日本での歩みは意外に長い。2022年1月にはイオンモール常滑でスターバックスの商品を運ぶ実験が始まり、約500mの道のりを熱いコーヒーをこぼさずに届けた。2024年2月にはUber Eats Japan、三菱電機、Cartkenの3社が業務提携を結ぶ。同年11月には、メルコモビリティーソリューションズが調整した機体が、楽天の「楽天無人配送」として東京・晴海周辺を走り始めた。三菱電機は同年7月の資金調達にも出資者として名を連ねている。
駅からごみ箱が減った30年と、清掃の担い手
そもそも、駅にごみ箱は少ない。1995年の地下鉄サリン事件の直後に営団地下鉄が全駅から撤去し、1997年には駅員の目が届く場所へ半数以下に集約して戻した。再び減ったのは2004年のマドリード列車爆破テロの後で、東急、京急、京王が相次いで撤去する。東京メトロは2022年1月16日の営業終了後、全駅からなくした。JR東日本は全社一律で撤去する方針を取らず、エリアごとに安全確保の観点から見直す立場だ。在来線の駅からは減った一方、東京駅のような大きな駅には今も残る。

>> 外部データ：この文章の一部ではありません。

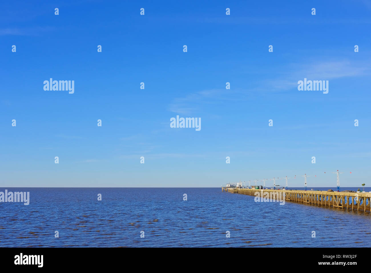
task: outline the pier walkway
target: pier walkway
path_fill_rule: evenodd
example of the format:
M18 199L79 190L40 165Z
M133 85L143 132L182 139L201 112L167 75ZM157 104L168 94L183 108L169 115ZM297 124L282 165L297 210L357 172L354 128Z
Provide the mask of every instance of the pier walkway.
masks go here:
M370 211L371 193L343 192L320 191L288 191L256 189L222 187L221 191L247 194L259 197L266 196L285 201L302 203L323 207L332 207L352 210Z

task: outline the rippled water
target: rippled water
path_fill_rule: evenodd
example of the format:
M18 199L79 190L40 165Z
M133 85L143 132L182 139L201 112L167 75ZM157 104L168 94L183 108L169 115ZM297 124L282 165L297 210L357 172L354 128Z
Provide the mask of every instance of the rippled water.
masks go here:
M30 201L28 206L0 203L0 247L365 247L371 242L369 212L255 202L253 196L220 188L7 189L29 191Z

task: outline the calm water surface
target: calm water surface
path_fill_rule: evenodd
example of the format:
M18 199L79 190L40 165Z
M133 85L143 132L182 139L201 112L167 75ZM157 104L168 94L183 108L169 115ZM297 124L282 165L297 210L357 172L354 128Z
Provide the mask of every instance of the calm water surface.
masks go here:
M6 188L30 192L30 202L28 206L0 203L0 247L368 247L371 243L370 212L255 202L253 196L222 192L220 188Z

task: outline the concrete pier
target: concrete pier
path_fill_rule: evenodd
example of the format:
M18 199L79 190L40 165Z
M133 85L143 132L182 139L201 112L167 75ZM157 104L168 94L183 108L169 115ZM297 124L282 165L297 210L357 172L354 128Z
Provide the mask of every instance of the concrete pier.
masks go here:
M352 210L370 211L371 193L338 192L320 191L287 191L285 190L256 189L222 187L221 191L232 193L247 194L269 199L284 200L285 201L303 204L332 207Z

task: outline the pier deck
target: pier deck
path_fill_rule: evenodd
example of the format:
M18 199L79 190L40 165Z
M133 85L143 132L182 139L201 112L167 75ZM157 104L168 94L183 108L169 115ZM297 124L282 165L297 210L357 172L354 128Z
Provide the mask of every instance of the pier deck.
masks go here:
M288 191L285 190L256 189L222 187L228 192L267 196L270 199L302 203L323 207L332 207L352 210L370 211L371 193L343 192L320 191Z

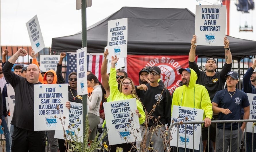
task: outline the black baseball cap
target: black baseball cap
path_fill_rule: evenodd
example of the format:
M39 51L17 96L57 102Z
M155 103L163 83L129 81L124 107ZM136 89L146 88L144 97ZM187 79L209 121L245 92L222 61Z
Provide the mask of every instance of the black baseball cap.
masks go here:
M150 68L149 69L149 72L152 71L154 72L156 74L161 74L161 69L157 66L154 66Z
M235 79L239 79L239 75L237 72L234 71L231 71L228 73L228 74L225 76L225 77L226 78L228 76L230 76L232 78Z
M148 73L149 73L149 71L148 71L148 70L147 69L142 69L141 70L140 70L140 72L139 73L139 75L140 75L140 74L141 73L143 72L146 72Z
M213 60L214 61L214 62L215 62L215 64L216 65L217 64L217 61L216 61L216 60L215 60L215 59L213 58L210 57L208 58L207 59L206 59L206 62L207 62L207 61L208 61L208 60Z
M179 73L181 74L182 74L182 72L184 70L186 70L188 72L189 72L190 73L191 73L191 70L188 68L186 68L186 69L184 69L183 68L180 69L179 69Z
M22 69L21 69L21 73L23 73L23 71L26 71L27 68L27 67L23 67L23 68L22 68Z

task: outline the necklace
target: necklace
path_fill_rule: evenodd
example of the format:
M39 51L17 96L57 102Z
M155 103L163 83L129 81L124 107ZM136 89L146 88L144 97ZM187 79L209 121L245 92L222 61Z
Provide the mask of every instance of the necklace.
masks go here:
M228 89L227 89L227 90L228 90ZM235 94L235 93L236 93L236 90L235 90L235 92L234 92L234 93L233 93L233 94L232 95L231 95L231 94L230 94L230 93L229 93L229 91L228 91L228 93L230 95L230 96L231 96L231 98L232 98L232 96L233 96L233 95Z
M82 97L81 97L81 96L79 96L79 95L77 95L77 96L76 96L75 97L74 97L74 95L73 95L73 93L72 93L72 91L71 91L71 89L69 88L69 89L70 90L70 91L71 92L71 94L72 94L72 96L73 96L73 97L74 97L74 100L75 98L77 97L78 98L81 99L81 100L82 100L82 99L83 98L82 98Z

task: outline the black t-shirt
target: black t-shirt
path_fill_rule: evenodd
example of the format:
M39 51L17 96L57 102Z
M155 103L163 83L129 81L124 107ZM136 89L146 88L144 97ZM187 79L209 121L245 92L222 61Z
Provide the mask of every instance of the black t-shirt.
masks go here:
M234 95L231 98L230 94ZM218 104L218 107L224 109L228 109L232 113L226 115L220 112L218 120L237 120L241 118L241 108L246 107L250 106L248 96L246 93L237 89L236 92L228 92L227 89L218 91L216 93L212 102ZM241 124L241 123L240 123ZM232 124L232 129L238 128L238 123ZM218 124L218 128L223 128L223 124ZM230 130L230 123L225 124L225 129Z
M146 91L136 90L138 96L144 106L144 111L146 108L148 112L148 114L149 115L149 112L153 109L154 105L156 106L155 111L151 115L154 118L149 120L148 126L162 124L168 124L169 126L170 124L171 119L171 99L170 92L166 88L161 84L154 87L150 86L149 83L145 85L148 86L148 90ZM162 91L163 93L161 95ZM159 98L160 104L158 105L156 105ZM159 119L161 123L158 122L158 124L155 124L155 119Z
M226 82L225 75L231 71L232 65L232 63L228 64L225 63L221 71L216 72L213 76L209 77L206 75L205 72L198 69L198 66L195 61L189 61L188 64L189 67L194 70L197 75L196 84L205 87L208 91L211 101L212 100L217 91L224 88Z
M15 106L11 124L16 127L34 131L34 85L26 79L15 74L11 69L13 64L7 61L3 68L5 79L14 87Z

ごみ箱をどこに置くかとは別に、掃除する人手をどう確保するかという問題も重い。JR東日本グループは高輪ゲートウェイ駅の開業時から、案内・清掃・警備のロボットを試してきた。床を洗うロボットはすでに実務へ入っている。2026年5月には小山駅でヒューマノイドロボットが両毛線の乗り場を案内する実験を行い、同じ月に線路内を自律走行するロボットによる線路点検を進めると発表した。移動式のごみ箱は、その流れの延長線上に置かれた試みだ。
1日66万人が乗る駅で、何を確かめるのか
2024年度のJR東日本のデータで、新宿駅の1日平均乗車人員は66万6809人。同社の駅で最も多く、2位の池袋駅の49万9128人を16万人以上上回った。人の流れが途切れない場所へ、大人の歩く速さのロボットが入っていく。
検証項目に混雑時の走行における課題と、利用者の移動への影響が並ぶ理由も、そこにある。人にぶつからずに走れるか、流れを止めずに済むか、そもそもごみを入れてもらえるか。実際に走らせてみないと分からない。

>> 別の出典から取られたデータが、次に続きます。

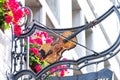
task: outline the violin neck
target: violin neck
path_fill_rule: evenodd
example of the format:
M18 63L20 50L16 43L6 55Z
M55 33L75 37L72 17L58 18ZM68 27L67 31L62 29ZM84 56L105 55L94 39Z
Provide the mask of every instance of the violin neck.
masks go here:
M78 31L76 31L75 33L71 34L70 36L66 37L64 40L63 40L63 43L66 43L68 42L69 40L71 40L72 38L74 38L77 34L79 34L81 31L83 31L85 29L84 28L80 28Z

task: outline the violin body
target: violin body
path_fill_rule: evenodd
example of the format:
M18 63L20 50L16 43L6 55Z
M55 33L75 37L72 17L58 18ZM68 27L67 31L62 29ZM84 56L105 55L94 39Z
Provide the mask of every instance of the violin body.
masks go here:
M62 35L64 37L68 37L72 34L73 32L70 32L70 31L66 31L66 32L63 32ZM74 37L72 38L71 40L72 41L67 41L67 42L63 42L63 40L65 39L64 37L60 36L55 43L52 43L52 44L47 44L46 46L46 49L47 51L45 51L45 53L47 53L46 57L43 59L44 61L52 64L56 61L58 61L61 57L62 57L62 53L65 51L65 50L69 50L69 49L72 49L76 46L75 43L73 43L72 41L77 41L77 38ZM49 46L49 47L48 47ZM49 51L48 51L48 48Z

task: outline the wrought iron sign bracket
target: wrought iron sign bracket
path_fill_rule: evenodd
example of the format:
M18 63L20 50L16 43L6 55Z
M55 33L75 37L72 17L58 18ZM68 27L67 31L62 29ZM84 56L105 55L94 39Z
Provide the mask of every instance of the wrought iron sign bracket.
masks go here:
M113 56L115 56L117 53L120 52L120 48L119 48L119 46L120 46L120 31L119 31L119 36L118 36L117 40L115 41L115 43L110 48L108 48L100 53L98 53L94 50L90 50L86 46L83 46L75 41L72 41L71 39L74 36L76 36L77 34L79 34L80 32L82 32L83 30L92 28L93 26L99 24L101 21L103 21L105 18L107 18L113 12L116 13L117 17L120 20L120 13L119 13L118 9L115 6L112 6L103 15L101 15L97 19L91 21L90 23L86 23L83 26L78 26L75 28L65 28L65 29L53 29L53 28L49 28L49 27L41 24L40 22L38 22L36 20L32 21L32 12L31 12L30 23L27 26L25 26L25 29L24 29L25 32L23 34L21 34L20 36L15 36L13 38L13 47L12 47L13 49L11 52L11 56L12 56L11 68L12 69L11 69L11 73L9 76L9 80L18 80L20 77L22 77L24 75L29 75L29 77L27 77L28 80L30 80L30 79L44 80L50 75L50 74L47 74L47 71L56 66L66 65L68 69L81 70L85 66L100 63L100 62L103 62L103 61L106 61L106 60L112 58ZM79 46L82 46L82 47L92 51L95 54L82 57L78 60L57 61L51 65L48 65L46 68L42 69L40 72L35 74L33 71L31 71L27 68L23 69L24 60L26 62L29 61L29 56L28 56L29 52L27 52L27 51L29 51L29 47L26 50L24 49L24 41L27 41L28 40L27 38L29 36L31 36L35 32L35 30L48 31L48 32L52 32L53 34L57 34L59 36L61 36L59 34L60 32L73 31L74 33L68 37L65 37L62 35L62 37L64 38L64 42L71 40L73 43L75 43ZM27 45L29 45L29 43ZM106 58L103 59L102 57L105 57L105 56L106 56ZM17 68L17 65L19 65L19 68ZM70 65L79 65L79 67L72 68ZM64 69L64 68L61 68L61 69ZM54 72L56 72L56 71L57 70L55 70Z

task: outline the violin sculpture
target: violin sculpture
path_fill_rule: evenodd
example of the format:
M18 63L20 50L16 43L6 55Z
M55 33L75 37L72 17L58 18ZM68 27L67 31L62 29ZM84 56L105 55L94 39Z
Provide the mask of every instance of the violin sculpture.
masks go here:
M62 35L64 37L60 36L54 43L46 44L46 46L44 45L42 50L44 50L44 52L45 52L44 55L46 55L46 56L44 57L43 60L52 64L52 63L58 61L62 57L62 53L65 50L74 48L76 46L76 44L74 42L77 41L76 37L72 38L71 40L68 40L67 42L63 41L65 39L65 37L70 36L72 33L73 32L71 32L71 31L63 32Z

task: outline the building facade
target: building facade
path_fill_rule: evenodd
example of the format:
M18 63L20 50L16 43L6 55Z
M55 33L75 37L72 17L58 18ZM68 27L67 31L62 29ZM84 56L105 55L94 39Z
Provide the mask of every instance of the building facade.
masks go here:
M110 0L25 0L25 2L22 1L22 3L25 3L25 6L30 7L33 12L34 20L37 20L50 28L71 28L82 26L98 18L106 12L113 5L113 3L116 2L111 2ZM101 4L106 6L102 6ZM82 31L76 36L78 42L96 52L101 52L109 48L117 37L119 23L116 18L117 17L115 17L115 14L113 13L110 18L100 24ZM0 41L5 39L9 42L11 40L9 38L6 39L6 37L4 37L6 35L2 33L1 36L3 37L1 37ZM7 52L4 52L4 49L1 48L2 52L5 54L2 53L2 56L4 57L1 56L0 58L0 61L4 64L0 68L0 75L3 77L0 79L5 80L6 71L7 69L10 69L10 64L8 64L10 45L8 46L7 44L2 43L3 42L1 42L1 46L7 47L8 49ZM93 54L90 50L86 50L85 48L77 45L74 49L65 51L63 56L67 59L77 60L90 54ZM113 80L120 80L119 56L120 54L102 63L86 66L80 70L80 73L71 71L70 75L96 72L107 67L114 72ZM4 66L7 67L5 71L3 71Z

JR東日本はこの実験を、グループ経営ビジョン「勇翔2034」に沿った取り組みと位置づける。ロボットを使った新しい価値づくりと、働き方の見直しが狙いだ。11月20日までの平日、新宿駅の地下をしんじゅくまが走る。置いてあるごみ箱に、回ってくるごみ箱が加わるのかどうか、約2カ月半の走行が答えを出す。